Numerical Graphite Scale
The first graphite grading scale is a numeric scale. Using this scale, the hardness of the core is often marked on the pencil — look for a number (such as “2″ “2-1/2″ or “3″). The higher the number the harder the writing core and the lighter the mark left on the paper. As the pencil core becomes softer (through the use of lower proportions of clay) it leaves a darker mark as it deposits more graphite material on the paper. Softer pencils will dull faster than harder leads and require more frequent sharpening.
HB Graphite Scale
The second graphite grading scale is known as the HB scale. Most pencil manufacturers outside of the U.S. use this scale, using the letter “H” to indicate a hard pencil. Likewise, a pencil maker might use the letter “B” to designate the blackness of the pencil’s mark, indicating a softer lead. The letter “F” is also used to indicate that the pencil sharpens to a fine point.
Historically, pencil makers also use combinations of letters — a pencil marked “HB” is hard and black; a pencil marked “HH” is very hard, and a pencil marked “HHBBB” is very hard and really, really black! Although today most pencils using the HB system are designated by a number such as 2B, 4B or 2H to indicate the degree of hardness.
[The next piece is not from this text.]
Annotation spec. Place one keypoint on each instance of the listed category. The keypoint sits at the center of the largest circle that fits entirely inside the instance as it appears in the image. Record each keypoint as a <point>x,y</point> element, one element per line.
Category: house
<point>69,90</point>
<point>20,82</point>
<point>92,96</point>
For example, a 4B would be softer than a 2B and a 3H harder than an H.
Graphite Scale Comparisons
Generally, an HB grade about the middle of the scale is considered to be equivalent to a #2 pencil using the U.S. numbering system.
In reality however, there is no specific industry standard for the darkness of the mark to be left within the HB or any other hardness grade scale. Thus, a #2 or HB pencil from one brand will not necessarily leave the same mark as a #2 or HB pencil from another brand. Most pencil manufacturers set their own internal standards for graphite hardness grades and overall quality of the core, some differences are regional. In Japan, consumers tend to prefer softer darker leads; so an HB lead produced in Japan is generally softer and darker than an HB from European producers.
Finding what works best for your own artistic and writing needs is generally a matter of personal preference and experimentation with different brands of pencils.